THE BOTTOM LINE
- A “look-back” period is not a blank check: Authorities cannot use old information to assess a manager’s character for a business permit unless there is a concrete, relevant incident within the recent past (in this case, five years).
- Guilt by association is not enough: A permit cannot be denied based on weak evidence, such as a manager’s mere presence at a location during a police raid, especially when a plausible explanation is provided and no charges are filed.
- Immediate relief is possible: Businesses facing potentially unlawful permit refusals can obtain urgent court intervention to suspend the decision, allowing operations to continue and preventing irreversible financial damage while the full legal process unfolds.
THE DETAILS
A Dutch court has provided a critical check on the power of local authorities to deny operating permits based on a manager’s alleged “bad character” (slecht levensgedrag). The case involved a restaurant that was effectively forced to cease its main operations after the local mayor refused to transfer its permit to the new corporate owner. The refusal was based on the assertion that the new manager, who held a 96% stake in the holding company, did not meet the required standards of good conduct due to past judicial and police information.

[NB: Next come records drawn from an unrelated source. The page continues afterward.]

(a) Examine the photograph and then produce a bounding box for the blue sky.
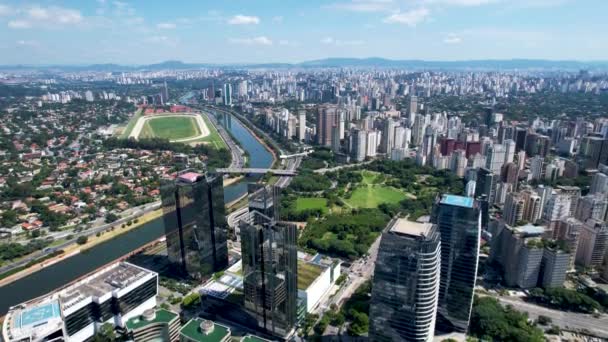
[0,0,608,64]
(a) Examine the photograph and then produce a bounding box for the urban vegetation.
[469,296,545,342]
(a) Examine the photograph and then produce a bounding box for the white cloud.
[145,35,177,47]
[8,20,32,29]
[156,23,177,30]
[27,6,82,24]
[326,0,393,12]
[228,14,260,25]
[17,40,38,46]
[384,7,431,27]
[443,33,462,44]
[8,6,83,29]
[321,37,334,44]
[321,37,365,46]
[230,36,272,46]
[0,4,13,17]
[425,0,501,7]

The core of the dispute rested on the municipality’s own policy for assessing character. This policy stipulated a five-year “look-back” period: to consider conduct older than five years, there must first be a qualifying negative incident within the last five years. The mayor argued that the manager’s presence at a police raid on an illegal gambling operation less than a year prior, where he was found with a large sum of cash, constituted such an incident. However, the manager explained he was simply visiting a friend, the cash was restaurant revenue awaiting deposit (supported by evidence), and he was never treated as a suspect by the police.

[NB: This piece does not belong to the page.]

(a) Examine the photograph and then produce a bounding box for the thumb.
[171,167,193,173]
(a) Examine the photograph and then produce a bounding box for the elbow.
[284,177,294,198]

The District Court of Oost-Brabant sided with the business, granting a preliminary injunction that suspends the mayor’s decision. The judge found the evidence for the recent “incident” to be “very thin” and insufficiently substantiated by the mayor. Without a valid recent trigger event, the municipality’s own rules prohibited it from examining older information. The court concluded there were serious doubts about the lawfulness of the mayor’s decision. Balancing the interests, the judge found that the significant and immediate financial and personal harm to the business owner outweighed the municipality’s poorly supported concerns, allowing the restaurant to immediately resume full operations.